Date of Award


Degree Name

MS in Computer Science


Computer Science


College of Engineering


Theresa Migler

Advisor Department

Computer Science

Advisor College

College of Engineering


Chronic pain is a pervasive health issue, affecting a significant portion of the population and posing complex challenges due to its diverse etiology and individualized impact. To address this complexity, there is a growing interest in grouping chronic pain patients based on their unique treatment needs. While various methodologies for patient grouping have emerged, leveraging graph-based approaches to produce and evaluate such groupings remains largely unexplored. Recent studies have shown promise in integrating knowledge graphs into exploring patient similarity across different biological domains, indicating potential avenues for research. Additionally, there is a growing interest in investigating patient similarity networks, highlighting the importance of innovative approaches to understanding chronic pain.

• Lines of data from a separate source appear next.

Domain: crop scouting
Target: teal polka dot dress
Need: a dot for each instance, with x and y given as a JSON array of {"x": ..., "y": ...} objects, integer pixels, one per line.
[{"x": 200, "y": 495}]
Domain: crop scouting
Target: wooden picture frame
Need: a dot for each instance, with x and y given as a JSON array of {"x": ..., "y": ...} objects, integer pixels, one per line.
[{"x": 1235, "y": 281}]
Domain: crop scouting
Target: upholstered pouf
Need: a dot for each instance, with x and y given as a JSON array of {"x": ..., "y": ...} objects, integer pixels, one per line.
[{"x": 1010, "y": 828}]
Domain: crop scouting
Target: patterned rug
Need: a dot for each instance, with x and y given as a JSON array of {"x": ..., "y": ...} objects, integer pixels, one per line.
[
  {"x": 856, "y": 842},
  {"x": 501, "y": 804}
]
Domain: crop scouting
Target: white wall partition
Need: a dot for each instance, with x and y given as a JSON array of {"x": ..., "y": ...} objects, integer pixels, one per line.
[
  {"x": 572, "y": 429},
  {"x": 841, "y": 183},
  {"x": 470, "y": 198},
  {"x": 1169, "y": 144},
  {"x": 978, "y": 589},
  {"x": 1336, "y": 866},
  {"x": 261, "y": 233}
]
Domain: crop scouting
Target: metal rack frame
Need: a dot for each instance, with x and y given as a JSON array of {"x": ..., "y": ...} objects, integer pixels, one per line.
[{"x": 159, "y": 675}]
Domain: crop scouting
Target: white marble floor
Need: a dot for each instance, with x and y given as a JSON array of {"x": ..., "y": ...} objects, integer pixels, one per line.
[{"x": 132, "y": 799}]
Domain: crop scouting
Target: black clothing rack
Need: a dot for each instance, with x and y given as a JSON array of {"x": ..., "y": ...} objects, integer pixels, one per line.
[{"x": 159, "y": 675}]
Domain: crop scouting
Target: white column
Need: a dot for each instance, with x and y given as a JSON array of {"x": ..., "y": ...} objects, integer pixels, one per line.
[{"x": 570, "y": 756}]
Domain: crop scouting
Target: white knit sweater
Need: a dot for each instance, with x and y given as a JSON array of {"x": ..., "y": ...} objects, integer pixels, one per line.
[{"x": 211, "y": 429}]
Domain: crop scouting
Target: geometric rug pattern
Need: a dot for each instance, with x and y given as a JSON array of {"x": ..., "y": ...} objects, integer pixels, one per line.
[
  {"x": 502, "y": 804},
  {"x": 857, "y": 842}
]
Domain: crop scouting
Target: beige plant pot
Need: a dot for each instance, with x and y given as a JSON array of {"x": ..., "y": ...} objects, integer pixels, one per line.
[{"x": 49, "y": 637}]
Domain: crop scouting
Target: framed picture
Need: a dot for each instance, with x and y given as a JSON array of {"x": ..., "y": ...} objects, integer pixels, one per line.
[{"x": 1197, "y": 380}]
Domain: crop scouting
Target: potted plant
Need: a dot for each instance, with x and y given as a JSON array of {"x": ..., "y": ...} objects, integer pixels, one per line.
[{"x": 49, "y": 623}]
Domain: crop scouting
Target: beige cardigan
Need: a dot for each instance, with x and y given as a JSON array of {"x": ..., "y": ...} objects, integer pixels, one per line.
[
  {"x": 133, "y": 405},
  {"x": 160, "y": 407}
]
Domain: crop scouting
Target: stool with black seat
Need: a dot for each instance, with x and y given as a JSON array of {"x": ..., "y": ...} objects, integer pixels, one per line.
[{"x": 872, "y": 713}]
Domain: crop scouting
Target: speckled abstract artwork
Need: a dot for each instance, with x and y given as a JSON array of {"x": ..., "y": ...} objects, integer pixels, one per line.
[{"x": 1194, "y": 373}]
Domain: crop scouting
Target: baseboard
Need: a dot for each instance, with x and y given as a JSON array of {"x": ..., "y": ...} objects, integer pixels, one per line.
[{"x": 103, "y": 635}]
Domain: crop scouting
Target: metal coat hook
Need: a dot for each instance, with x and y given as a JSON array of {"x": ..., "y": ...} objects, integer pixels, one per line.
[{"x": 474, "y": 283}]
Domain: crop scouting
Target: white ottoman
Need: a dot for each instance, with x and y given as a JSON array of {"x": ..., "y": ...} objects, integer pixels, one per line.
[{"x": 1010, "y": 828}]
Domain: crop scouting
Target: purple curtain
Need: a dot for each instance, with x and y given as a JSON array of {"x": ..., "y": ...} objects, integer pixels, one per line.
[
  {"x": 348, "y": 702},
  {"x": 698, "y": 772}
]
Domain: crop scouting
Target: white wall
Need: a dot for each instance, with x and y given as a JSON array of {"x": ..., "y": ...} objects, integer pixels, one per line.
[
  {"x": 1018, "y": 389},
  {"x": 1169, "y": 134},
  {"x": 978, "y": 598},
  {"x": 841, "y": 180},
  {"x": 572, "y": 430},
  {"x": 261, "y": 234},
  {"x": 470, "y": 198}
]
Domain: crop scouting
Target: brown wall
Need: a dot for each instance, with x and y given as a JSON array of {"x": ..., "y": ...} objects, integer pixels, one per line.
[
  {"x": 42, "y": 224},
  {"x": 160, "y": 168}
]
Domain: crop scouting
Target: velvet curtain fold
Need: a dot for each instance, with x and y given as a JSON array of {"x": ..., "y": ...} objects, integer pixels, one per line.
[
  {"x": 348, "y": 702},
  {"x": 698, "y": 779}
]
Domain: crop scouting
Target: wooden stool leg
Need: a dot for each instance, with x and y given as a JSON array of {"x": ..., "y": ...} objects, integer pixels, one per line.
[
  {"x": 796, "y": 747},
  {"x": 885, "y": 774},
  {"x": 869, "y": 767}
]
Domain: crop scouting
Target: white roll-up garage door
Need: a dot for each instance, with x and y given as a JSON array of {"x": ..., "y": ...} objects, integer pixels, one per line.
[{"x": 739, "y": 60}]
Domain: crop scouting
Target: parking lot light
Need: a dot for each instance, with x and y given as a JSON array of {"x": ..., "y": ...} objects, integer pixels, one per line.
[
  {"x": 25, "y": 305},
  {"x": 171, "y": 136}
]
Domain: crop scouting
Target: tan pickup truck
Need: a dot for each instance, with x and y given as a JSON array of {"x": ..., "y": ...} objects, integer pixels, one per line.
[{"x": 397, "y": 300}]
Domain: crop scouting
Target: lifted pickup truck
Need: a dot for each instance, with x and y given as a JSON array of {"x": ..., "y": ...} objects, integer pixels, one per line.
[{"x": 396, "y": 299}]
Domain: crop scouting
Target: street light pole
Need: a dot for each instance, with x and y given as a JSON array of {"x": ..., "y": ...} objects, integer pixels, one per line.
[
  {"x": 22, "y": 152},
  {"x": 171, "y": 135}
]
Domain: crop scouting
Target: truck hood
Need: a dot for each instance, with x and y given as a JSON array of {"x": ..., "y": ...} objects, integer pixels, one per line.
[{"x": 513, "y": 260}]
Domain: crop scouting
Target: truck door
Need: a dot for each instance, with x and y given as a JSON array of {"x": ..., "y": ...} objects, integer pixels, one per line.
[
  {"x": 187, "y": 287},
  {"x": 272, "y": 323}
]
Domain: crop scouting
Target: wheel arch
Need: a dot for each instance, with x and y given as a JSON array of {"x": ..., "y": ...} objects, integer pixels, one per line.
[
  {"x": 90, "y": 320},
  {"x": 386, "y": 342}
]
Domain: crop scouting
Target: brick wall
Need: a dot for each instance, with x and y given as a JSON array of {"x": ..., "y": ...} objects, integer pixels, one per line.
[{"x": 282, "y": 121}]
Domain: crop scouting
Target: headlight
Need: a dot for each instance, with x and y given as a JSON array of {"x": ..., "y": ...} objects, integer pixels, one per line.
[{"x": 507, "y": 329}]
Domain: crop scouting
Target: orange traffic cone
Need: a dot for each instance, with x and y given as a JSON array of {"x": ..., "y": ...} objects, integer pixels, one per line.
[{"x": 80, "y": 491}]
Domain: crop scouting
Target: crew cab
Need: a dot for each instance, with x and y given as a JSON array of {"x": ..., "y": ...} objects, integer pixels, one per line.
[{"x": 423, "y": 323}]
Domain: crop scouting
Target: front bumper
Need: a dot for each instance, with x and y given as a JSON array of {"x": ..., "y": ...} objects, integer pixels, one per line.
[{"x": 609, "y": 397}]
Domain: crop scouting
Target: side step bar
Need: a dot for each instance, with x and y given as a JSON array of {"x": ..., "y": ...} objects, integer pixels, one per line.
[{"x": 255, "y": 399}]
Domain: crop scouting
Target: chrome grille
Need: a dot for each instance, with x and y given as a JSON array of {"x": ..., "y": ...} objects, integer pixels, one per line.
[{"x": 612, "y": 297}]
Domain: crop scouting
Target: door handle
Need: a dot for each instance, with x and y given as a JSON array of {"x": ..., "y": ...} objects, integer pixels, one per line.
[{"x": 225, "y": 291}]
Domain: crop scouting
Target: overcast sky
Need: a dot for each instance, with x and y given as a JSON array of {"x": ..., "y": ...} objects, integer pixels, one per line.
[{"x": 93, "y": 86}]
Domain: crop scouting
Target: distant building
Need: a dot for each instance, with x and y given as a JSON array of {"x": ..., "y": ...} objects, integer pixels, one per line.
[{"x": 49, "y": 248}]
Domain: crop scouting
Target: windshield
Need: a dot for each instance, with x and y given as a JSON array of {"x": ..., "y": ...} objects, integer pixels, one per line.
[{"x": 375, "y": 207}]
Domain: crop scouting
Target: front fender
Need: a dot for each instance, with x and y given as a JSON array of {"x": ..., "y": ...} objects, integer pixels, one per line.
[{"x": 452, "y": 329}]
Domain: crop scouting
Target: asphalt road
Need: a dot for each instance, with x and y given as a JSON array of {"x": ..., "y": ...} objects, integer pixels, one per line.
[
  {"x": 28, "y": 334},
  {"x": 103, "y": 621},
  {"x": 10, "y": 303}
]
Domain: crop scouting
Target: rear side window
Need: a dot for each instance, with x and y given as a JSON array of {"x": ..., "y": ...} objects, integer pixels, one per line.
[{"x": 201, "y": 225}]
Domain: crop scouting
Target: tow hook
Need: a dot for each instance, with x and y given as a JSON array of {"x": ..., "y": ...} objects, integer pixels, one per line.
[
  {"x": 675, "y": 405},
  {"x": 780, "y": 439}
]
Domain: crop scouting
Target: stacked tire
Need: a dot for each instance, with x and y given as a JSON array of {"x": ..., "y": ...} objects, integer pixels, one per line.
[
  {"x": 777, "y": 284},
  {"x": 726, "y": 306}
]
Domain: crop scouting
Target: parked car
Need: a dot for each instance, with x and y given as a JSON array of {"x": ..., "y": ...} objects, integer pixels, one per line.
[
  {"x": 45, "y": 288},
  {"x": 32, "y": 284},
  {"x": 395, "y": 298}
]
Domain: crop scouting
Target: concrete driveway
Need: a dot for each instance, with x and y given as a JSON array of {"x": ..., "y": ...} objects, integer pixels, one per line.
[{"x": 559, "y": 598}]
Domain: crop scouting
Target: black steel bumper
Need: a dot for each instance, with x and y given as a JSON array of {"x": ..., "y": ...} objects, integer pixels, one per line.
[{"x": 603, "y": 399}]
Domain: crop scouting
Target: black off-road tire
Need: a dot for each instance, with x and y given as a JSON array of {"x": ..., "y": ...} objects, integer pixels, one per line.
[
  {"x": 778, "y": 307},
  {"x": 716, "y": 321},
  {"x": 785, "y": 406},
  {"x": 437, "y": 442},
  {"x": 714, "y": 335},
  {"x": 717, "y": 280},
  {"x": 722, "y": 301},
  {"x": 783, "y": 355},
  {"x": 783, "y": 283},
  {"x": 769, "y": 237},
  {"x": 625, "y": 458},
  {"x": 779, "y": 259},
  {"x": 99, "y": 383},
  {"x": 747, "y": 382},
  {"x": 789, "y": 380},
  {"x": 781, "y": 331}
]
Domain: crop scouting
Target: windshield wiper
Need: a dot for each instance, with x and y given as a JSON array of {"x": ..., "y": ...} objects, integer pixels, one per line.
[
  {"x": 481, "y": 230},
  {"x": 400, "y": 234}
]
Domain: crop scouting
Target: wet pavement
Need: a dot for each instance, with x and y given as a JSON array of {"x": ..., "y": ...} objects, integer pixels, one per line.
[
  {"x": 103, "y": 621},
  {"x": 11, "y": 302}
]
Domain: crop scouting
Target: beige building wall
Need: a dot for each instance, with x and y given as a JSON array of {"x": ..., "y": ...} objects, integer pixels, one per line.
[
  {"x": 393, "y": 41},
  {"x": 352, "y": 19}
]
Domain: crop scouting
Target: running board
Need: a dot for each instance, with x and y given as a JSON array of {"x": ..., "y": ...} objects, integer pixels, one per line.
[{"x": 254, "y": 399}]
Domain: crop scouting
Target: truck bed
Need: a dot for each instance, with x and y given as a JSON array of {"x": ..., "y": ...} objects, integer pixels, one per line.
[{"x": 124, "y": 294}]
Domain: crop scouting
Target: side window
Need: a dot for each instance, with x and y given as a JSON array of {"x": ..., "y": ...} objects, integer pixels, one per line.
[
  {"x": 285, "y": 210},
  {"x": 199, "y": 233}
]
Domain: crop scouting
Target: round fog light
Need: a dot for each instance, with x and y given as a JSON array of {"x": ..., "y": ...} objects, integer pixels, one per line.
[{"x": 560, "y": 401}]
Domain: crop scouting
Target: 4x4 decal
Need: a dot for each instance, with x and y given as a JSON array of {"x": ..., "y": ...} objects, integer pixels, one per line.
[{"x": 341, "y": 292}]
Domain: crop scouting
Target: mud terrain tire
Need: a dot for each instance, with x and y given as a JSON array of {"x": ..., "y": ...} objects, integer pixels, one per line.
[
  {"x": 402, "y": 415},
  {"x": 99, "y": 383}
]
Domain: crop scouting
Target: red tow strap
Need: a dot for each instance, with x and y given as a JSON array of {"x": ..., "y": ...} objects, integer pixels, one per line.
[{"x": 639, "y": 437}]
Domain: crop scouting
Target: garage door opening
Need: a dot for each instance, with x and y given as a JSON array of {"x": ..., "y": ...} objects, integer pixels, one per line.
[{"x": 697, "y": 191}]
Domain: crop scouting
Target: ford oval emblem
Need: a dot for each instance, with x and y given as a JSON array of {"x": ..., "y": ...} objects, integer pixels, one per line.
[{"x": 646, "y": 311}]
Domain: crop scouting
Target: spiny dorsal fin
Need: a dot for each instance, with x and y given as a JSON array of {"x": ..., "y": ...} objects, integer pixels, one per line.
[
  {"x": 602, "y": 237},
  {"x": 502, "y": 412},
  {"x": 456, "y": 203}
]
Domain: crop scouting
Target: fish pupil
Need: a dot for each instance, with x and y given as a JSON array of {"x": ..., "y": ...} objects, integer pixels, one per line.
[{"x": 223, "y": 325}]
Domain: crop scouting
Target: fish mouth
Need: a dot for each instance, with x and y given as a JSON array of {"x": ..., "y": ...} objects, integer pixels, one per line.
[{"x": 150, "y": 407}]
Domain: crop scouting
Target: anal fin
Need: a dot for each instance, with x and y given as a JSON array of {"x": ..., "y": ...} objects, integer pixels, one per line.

Graphs offer a transparent and easily interpretable framework for analyzing patient classifications, providing valuable insights into underlying patterns and connections. By leveraging graph theory, this thesis proposes a novel approach to address the terminological disparities that exist across disciplines studying chronic pain. By constructing a graph of pain-related terminology sourced from interdisciplinary literature, we aim to facilitate link prediction and clarify connections among disparate terminologies. This approach seeks to bridge disciplinary divides, fostering a cohesive understanding of chronic pain and promoting collaborative efforts toward effective management and treatment strategies.

Through the integration of graph theory and interdisciplinary research, this thesis contributes to advancing our understanding of chronic pain and lays the groundwork for future explorations in patient grouping and treatment optimization by proposing a graph-based clustering method as well as a method for evaluating the robustness of a cluster.